Thursday, July 18, 2013

Stuffed Teriyaki Salmon with Sriracha Cream Glaze

We have been eating salmon about once a week, sometimes we like to go for a easy marinade and sometimes, we like to give it extra special treatment, like the honey seared salmon with browned butter lime sauce. This salmon really doesn't take much work, because you bake it in the oven, but the homemade teriyaki marinade and the sriracha cream glaze take this salmon to the next level.

This salmon is very reminiscent of one of my favorite sushi rolls, with the salmon, cream cheese, and sriracha cream glaze, served on top of rice, it basically tasted like deconstructed sushi. I tried to convince my sushi-hating husband he was eating sushi as he was devouring this and proclaiming how good it was. Nonetheless, he claims to still hate sushi, but not this excellent salmon dish.

This meal could all be made the night before, leaving you to just bake and make rice the next night!
Source: Boogie Blog and Damn Delicious

1 tablespoon of Cornstarch
1/4 cup of Cold Water
1/4 cup of Soy Sauce
1 cup of Pineapple Juice
4 tablespoons of Brown Sugar, packed
1/2 teaspoon of Ground Ginger
1/4 teaspoon of Garlic Powder
2 tablespoons of Honey

1/2 cup of Mayonnaise
2-3 tablespoons of Sriracha
1 1/2 tablespoons of Condensed Milk

2 filets of Salmon, 6 oz. each
2-3 tablespoons of Cream Cheese
Additional for Serving: Thinly sliced green onions, sesame seeds, cooked white rice

First, in a small bowl combine the cornstarch and cold water, stir until the cornstarch is dissolved; set aside.
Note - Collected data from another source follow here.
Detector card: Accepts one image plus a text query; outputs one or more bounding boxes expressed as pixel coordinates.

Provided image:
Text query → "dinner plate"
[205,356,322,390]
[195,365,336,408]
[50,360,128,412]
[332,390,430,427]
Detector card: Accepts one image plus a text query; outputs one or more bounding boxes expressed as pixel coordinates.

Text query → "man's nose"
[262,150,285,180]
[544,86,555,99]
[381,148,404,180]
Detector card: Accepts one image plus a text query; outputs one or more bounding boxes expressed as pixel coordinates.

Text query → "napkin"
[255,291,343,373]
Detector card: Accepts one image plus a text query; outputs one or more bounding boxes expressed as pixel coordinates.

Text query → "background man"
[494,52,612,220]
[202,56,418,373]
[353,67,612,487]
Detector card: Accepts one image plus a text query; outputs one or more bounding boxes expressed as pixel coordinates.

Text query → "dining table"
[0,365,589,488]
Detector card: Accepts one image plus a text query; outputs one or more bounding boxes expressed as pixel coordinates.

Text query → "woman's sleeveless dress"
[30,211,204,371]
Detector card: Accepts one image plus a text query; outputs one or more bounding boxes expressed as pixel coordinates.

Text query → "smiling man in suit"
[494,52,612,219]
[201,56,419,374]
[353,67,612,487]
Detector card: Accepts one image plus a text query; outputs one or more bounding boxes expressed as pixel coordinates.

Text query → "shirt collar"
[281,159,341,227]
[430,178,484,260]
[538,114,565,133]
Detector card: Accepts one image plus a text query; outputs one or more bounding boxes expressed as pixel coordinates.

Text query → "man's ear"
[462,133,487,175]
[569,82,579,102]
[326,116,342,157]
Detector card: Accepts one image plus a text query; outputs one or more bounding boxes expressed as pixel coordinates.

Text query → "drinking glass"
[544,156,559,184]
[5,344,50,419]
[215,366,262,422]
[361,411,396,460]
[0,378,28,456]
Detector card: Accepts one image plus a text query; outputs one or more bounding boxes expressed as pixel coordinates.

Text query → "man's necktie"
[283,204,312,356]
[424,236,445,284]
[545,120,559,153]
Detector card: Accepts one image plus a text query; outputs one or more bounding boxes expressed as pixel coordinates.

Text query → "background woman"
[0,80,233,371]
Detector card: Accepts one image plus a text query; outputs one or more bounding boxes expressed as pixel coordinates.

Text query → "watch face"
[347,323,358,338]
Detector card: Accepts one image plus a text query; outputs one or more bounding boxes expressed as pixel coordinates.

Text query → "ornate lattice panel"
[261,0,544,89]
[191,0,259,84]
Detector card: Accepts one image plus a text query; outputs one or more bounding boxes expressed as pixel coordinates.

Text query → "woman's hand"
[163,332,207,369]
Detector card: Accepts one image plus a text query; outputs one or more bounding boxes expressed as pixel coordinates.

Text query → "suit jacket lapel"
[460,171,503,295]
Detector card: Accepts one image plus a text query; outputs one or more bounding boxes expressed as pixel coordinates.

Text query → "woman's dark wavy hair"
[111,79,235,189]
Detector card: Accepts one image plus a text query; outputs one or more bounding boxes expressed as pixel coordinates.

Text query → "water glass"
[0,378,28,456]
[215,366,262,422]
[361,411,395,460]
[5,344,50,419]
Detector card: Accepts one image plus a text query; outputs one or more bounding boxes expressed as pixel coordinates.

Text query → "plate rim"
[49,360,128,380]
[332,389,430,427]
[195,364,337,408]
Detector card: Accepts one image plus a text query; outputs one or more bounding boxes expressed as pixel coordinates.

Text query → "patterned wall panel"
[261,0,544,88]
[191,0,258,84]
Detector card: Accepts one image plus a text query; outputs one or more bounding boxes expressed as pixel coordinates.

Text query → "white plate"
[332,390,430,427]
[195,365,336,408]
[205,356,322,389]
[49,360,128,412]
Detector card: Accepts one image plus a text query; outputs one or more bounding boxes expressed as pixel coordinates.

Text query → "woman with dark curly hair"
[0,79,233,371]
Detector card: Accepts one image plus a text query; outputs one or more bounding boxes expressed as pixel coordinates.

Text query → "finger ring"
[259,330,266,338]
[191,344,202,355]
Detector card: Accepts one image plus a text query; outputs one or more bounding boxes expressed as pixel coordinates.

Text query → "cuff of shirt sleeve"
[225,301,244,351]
Now, in a medium saucepan combine soy sauce, pineapple juice, brown sugar, ginger, garlic powder, and honey; bring to a simmer. When it is simmering, add the cornstarch mixture. Bring to a boil for a few minutes, until the sauce has thicken and coats the back of a spoon. Let the marinade cool to room temperature, place in refrigerator to speed up the process.

Next, make the sriracha cream glaze, whisk together the mayonnaise, sriracha, and condensed milk; taste and add more sriracha to add more heat or more milk to make it sweeter.

Once the marinade has reached room temperature, pour it over the salmon filets and marinate for 30 minutes up to overnight.

Now, pre-heat your oven to 400. Line a baking sheet with aluminum foil and place the filets of salmon on it; discard the marinade. Slice a slit in the side of the filet and put one-two tablespoons of cream cheese in, careful not to overfill. Sprinkle with sesame seeds, if desired. Bake for 20-25 minutes until the salmon is cooked.

Drizzle with sriracha cream glaze and serve with thinly sliced green onions, over rice, or on it's own.